Last night, you medicated with cannabis. You are an approved medical marijuana patient in your state, so you are within your rights to do so. But when you show up to work the next day, your employer decides to drug test all employees. Since you medicated last night, and any psychoactive effects have presumably worn off, there should be no impact on your performance at work. However, despite the absence of an impairment related to your medicine, you test positive, and now you have another problem. You could be disciplined, and even worse, fired for this. 

Talking with some employers, many said that if a person is an approved medical marijuana patient in that state, they would not face disciplinary action. However, this seemed more specific to the employer and not as much a universal workplace rule or policy. Most work place policies address being "under the influence" or impaired at work, however, when it comes to cannabis, current workplace drug testing doesn't differentiate between "under the influence", just used, or medicated last night or last week. For this reason current work place drug testing for cannabis, especially in states with  medical marijuana laws, isn't fair and doesn't accurately reflect whether or not a person is impaired at work.

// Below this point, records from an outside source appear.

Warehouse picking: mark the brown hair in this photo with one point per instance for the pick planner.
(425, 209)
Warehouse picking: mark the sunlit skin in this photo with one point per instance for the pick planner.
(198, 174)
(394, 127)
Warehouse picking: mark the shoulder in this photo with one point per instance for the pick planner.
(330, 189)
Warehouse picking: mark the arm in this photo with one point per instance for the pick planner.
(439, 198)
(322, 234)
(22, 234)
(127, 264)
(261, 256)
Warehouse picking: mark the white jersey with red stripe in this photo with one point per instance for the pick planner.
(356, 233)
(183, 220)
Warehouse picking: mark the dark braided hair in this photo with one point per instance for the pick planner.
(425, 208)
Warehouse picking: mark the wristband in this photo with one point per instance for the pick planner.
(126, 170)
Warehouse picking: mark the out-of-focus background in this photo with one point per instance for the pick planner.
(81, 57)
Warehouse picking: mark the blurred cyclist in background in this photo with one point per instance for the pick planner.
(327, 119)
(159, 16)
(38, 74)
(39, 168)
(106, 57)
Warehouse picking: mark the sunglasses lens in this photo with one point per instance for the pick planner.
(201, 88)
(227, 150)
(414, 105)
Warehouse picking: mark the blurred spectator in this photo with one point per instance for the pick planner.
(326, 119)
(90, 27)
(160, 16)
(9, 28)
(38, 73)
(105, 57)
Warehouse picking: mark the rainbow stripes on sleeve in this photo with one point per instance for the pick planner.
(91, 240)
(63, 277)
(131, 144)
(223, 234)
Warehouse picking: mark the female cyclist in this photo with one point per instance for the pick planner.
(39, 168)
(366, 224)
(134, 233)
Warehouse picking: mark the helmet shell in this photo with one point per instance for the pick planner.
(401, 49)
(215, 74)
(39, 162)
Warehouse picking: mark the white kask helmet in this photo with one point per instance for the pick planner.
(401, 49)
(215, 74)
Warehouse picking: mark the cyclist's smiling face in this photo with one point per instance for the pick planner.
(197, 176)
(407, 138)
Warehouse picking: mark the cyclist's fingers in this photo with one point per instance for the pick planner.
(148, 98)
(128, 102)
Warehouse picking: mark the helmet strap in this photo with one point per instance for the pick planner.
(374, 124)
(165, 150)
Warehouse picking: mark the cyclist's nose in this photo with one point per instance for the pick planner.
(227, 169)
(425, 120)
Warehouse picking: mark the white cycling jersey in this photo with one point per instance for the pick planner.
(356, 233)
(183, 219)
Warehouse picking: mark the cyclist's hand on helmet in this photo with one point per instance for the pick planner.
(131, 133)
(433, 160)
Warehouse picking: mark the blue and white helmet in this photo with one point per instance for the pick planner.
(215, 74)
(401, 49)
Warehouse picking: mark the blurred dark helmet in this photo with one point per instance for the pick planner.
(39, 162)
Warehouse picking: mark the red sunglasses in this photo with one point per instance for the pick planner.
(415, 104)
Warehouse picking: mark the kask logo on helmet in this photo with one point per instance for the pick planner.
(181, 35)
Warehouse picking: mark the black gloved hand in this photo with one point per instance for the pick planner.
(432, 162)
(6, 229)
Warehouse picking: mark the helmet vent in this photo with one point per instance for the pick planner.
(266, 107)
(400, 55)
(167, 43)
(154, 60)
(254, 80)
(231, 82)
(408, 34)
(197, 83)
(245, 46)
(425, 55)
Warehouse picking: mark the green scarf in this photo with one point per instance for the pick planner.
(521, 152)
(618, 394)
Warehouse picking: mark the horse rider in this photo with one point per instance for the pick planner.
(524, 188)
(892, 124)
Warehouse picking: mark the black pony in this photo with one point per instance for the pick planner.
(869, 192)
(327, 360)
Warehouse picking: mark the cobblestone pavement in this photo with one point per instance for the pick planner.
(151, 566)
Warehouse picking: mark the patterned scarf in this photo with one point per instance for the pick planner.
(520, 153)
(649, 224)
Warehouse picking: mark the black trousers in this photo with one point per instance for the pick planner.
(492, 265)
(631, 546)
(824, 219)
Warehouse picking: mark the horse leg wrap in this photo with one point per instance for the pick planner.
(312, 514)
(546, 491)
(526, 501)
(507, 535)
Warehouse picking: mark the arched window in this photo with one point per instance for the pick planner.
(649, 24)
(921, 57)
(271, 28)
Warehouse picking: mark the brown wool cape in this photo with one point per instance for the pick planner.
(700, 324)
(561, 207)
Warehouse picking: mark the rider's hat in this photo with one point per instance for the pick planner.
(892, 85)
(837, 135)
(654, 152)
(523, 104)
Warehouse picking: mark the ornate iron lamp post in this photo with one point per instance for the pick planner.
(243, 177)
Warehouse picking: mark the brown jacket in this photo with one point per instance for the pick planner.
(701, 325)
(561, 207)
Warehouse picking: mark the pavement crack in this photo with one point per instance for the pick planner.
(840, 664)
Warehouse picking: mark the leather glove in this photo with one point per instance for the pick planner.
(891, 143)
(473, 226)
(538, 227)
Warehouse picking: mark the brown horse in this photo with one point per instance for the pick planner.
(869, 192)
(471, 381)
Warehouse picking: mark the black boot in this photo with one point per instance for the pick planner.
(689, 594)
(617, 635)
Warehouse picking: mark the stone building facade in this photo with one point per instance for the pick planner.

Considering this, it seems much more appropriate to implement impairment testing either as a stand alone or in conjunction with positive drug test for marijuana. As the majority of states have medical marijuana laws in place, employers need to adapt their workplace drug policies and testing methods to differentiate between presence of a cannabinoid and actual impairment.  

Tests of coordination, alertness, concentration, and balance for example more effectively indicate impairment and impact job performance than a positive drug test. Unfortunately, impairment testing is seemingly under utilized, with most employers still relying on traditional drug testing to meet their needs.

It is this author's hope that impairment testing will become common practice, in conjunction with or in place of traditional drug testing, and medical marijuana patients won't face potential problems at work for following their doctor's orders.